No man who has ever diligently and faithfully, without prejudice, read the Sacred Scriptures in the light of the Science of Correspondences, as revealed by the Lord through Emanuel Swedenborg, has ever failed to be satisfied that the Sacred Scriptures are Divine and plenarily inspired, and that they differ as much from the writings of men as do the works of God from the works of men. At this day, when so many of our clergy and intelligent laymen are beginning to doubt the special inspiration of the Sacred Scriptures, a knowledge of the Science of Correspondences, in accordance with which they were written, is wanted above every thing else, that the Christian Church "may revive again and draw breath through heaven from the Lord."

The Lord speaks to man in parables, and "without a parable," we read, "spake He not unto them." The Lord intimates in many passages that the Sacred Scriptures, or His words, contain a spiritual sense, as in the following: "It is the spirit that quickeneth; the flesh profiteth nothing; the words that I speak unto you, they are spirit and they are life." "The letter killeth, but the spirit giveth life."

"The early Christian Fathers, Clement of Alexandria, and Origen, understood that the Sacred Scriptures have a spiritual sense; and Origen—when that shrewd enemy of Christianity, Celsus, ridiculed the stories of the rib, the serpent, etc., as childish fables—reproaches him for want of candor in purposely keeping out of sight, what was so evident upon the face of the narrative, that the whole is a pure allegory."—Noble's Plenary Inspiration.

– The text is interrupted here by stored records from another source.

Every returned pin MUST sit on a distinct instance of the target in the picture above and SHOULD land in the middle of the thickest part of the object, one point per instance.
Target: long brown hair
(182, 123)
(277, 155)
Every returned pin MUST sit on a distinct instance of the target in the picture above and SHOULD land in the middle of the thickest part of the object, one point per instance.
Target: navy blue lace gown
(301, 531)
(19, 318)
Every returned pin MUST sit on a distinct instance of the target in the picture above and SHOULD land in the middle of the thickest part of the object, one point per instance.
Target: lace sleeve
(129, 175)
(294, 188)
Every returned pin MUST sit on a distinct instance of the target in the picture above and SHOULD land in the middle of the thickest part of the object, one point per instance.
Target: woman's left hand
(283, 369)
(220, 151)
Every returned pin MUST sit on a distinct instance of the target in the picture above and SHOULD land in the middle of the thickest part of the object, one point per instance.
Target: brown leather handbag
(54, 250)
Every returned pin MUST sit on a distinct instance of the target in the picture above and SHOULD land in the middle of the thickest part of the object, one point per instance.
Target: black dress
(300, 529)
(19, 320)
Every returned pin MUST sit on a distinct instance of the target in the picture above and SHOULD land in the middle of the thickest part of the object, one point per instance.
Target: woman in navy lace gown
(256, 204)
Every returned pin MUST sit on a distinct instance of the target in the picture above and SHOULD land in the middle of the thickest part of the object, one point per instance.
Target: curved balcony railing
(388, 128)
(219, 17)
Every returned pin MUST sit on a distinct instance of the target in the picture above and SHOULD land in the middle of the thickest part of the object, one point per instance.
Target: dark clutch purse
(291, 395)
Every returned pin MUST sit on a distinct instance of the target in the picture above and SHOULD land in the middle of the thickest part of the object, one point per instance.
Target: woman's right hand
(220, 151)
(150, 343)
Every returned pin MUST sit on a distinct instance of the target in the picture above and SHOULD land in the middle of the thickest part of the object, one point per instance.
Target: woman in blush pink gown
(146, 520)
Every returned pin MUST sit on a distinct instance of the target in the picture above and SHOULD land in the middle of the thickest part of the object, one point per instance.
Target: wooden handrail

"The idea of a spiritual sense in every part of the Scripture was the generally received doctrine of the Primitive Church—believed and taught by Origen, Ignatius, Justin Martyr, Jerome, Augustine, Pantaenus, Tatian, Theophilus, Pamphilius, Clement and Cyril of Alexandria, and nearly all the early Christian Fathers. And the same belief has been held by many eminent theologians ever since. Dr. Mosheim, speaking of the illustrious writers of the second century, says: 'They all attributed a double sense to the words of Scripture; the one obvious and literal, the other hidden and mysterious, which lay concealed, as it were, under the veil of the outward letter.' But the Fathers had no recognized rule for eliciting the spiritual sense. Each one's own spiritual perception was his only guide. A hundred different expositors, therefore, might give as many different expositions of the same text."—Rev. B. F. Barrett.

Every natural object is the form and embodiment of some spiritual idea or principle; and therefore it is the most perfect expression or type or picture of that idea.